Inflammation is a necessary function of the body, so a certain level is considered protective. But diseases such as cancer, cardiovascular disease, type 2 diabetes, Alzheimer’s, and stroke manifest at early ages when inflammation is chronic and uncontrolled.9-11 Practicing proactive lifestyle medicine daily will help dampen and control chronic inflammation.

High Risk Factors

• Smoking

• Physical inactivity

• Excessive alcohol

• Added sugar

• Obesity

• Environmental toxins

Low Risk Factors

• Exercise

• No sugar

• No smoking

• Clean water

• Plant-based Mediterranean diet

 

Prioritizing Insulin Resistance

Daily lifestyle choices have a profound effect on our blood sugar levels. Good choices like making time for a workout or poor choices like skipping breakfast on a busy morning have either a healthy or harmful effect on our blood sugar levels, insulin resistance risks and chronic inflammation levels

WHAT CAUSES INSULIN RESISTANCE?

Inactivity, environmental factors, stress, nutrient deficiency, obesity, lack of sleep

WHAT CAUSES INSULIN RECOVERY?

Physical activity, avoiding toxins, plant-based Mediterranean diet, weight management, meditation

By understanding and prioritizing your drivers of insulin resistance, you can profoundly reverse your overall cardiometabolic risks and disease status.

Determining Your Place on the Metabolic Continuum

Understanding Your Lab Values

Lab values are a very important piece of understanding your risk setting. They provide your health care practitioner with a snapshot of how your body is managing various life signals and progressing through the aging process. Lab values are not to be treated in isolation, but are best evaluated in light of the big picture of your risk and/or disease status. Your health care practitioner is trained to understand when a particular lab value is a sign of a deeper problem that must be addressed.

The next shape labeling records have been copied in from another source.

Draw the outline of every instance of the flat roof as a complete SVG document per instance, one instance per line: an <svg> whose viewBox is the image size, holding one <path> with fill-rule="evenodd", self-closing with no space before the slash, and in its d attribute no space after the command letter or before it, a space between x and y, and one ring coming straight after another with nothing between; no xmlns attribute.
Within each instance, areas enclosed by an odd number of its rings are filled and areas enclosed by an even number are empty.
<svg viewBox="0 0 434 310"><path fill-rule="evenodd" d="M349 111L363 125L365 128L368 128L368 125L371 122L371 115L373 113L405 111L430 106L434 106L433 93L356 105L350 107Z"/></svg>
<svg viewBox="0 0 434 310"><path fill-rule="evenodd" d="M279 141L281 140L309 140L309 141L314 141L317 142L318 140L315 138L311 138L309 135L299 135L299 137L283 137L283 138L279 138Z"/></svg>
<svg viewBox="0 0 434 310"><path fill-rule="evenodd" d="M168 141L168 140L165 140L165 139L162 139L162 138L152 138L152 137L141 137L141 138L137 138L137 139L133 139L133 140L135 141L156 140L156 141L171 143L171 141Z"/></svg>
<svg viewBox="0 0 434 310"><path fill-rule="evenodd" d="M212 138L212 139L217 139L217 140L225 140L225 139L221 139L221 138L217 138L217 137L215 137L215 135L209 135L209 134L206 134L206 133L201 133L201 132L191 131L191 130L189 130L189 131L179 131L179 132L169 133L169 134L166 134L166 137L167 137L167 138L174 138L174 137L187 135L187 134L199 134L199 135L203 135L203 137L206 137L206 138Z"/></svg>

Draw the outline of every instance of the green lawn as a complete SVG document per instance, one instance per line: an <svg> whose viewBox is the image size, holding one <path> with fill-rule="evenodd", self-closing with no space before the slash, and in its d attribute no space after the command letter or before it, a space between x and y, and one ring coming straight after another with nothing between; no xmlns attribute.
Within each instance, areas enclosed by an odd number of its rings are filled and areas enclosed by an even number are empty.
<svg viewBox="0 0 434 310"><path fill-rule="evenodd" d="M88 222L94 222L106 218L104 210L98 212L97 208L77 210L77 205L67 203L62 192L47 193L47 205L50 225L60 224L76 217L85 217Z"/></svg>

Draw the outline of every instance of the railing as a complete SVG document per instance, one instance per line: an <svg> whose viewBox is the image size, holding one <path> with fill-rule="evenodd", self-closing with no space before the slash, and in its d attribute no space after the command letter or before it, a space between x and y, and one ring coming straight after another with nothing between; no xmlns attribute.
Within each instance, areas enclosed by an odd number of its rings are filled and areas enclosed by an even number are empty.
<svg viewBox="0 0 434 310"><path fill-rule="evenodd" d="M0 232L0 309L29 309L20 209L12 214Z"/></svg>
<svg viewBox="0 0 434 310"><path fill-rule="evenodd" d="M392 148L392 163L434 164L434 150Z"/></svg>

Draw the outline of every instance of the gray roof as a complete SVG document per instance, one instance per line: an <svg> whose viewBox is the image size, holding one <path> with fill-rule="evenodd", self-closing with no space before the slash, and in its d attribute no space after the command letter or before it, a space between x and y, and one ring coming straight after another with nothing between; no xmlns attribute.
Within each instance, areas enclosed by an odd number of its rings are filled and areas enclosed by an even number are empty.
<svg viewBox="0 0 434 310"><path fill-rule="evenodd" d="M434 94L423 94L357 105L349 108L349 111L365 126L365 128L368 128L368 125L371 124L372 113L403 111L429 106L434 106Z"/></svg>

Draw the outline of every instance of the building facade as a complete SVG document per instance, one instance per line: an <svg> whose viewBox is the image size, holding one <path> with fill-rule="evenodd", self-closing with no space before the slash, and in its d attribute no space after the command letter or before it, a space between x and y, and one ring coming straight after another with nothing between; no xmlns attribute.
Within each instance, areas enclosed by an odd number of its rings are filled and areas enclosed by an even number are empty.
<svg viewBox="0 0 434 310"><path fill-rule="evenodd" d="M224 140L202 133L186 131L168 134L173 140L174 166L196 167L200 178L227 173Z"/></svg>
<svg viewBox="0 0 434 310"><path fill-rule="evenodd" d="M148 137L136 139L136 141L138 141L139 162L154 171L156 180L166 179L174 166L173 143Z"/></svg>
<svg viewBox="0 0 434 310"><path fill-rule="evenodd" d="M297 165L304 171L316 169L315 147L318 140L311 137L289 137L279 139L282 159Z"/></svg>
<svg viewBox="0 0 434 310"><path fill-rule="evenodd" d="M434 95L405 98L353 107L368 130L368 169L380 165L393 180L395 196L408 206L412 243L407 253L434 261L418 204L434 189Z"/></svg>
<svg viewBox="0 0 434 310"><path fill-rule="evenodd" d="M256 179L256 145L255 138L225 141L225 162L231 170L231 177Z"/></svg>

Identifying Drivers of Insulin Resistance and Inflammation

The CM Vitals Advanced Cardiometabolic Analysis will help you identify the underlying causes of insulin resistance and chronic inflammation. 2

Stress and Cardiometabolic Disease

Chronic stress can significantly increase inflammation in the body, leading to cell damage, insulin resistance and increased risks for cardiometabolic disease.

Stress indirectly causes additional risks. During stressful periods, we often engage in unhealthy coping strategies such as overindulging in junk food, smoking or drinking excessive amounts of alcohol. Additionally, stress can interfere with our routine healthy habits such as exercise, sleep and healthy meal preparation. It is unreasonable to reduce all types of stress. Often, the goal of stress management is to view the stress trigger differently or change the situation and reduce the impact of stress on you. Stress is a contributor to almost 90% of all diseases, so reducing your stress level is a powerful step in improving your overall health.

If you need additional support for reducing stress and its impact on your body, talk with your health care practitioner about using the SOS Stress Recovery Program, a comprehensive program for personalized stress support.

Blood Sugar and Stress

We’ve all heard of, and perhaps fallen victim to, the term “stress-eating,” which refers to either overconsuming highly processed and refined calories or making a poor food choice after a difficult situation. We turn to this eating pattern because we believe it will comfort us and relieve our stress.

Even though these food choices are temporarily comforting, this pattern of coping can lead to erratic blood sugar levels, a common problem for patients with chronic stress. When you stress-eat, blood sugar levels skyrocket well above normal ranges, forcing the pancreas to produce unhealthy amounts of insulin. This rush of insulin causes blood sugar levels to quickly drop below normal levels, leading to fatigue and drowsiness.

As a response to the rapidly dropping blood sugar levels, your body will tell the adrenal glands to produce high amounts of cortisol to stimulate glucose production from stored energy and raise blood sugar back to safer, normal levels.

If this becomes a regular pattern, this dramatic rise and fall in blood sugar levels will place a constant burden on many hormone systems. This can initiate a vicious cycle of chronic inflammation, the root cause of many diseases.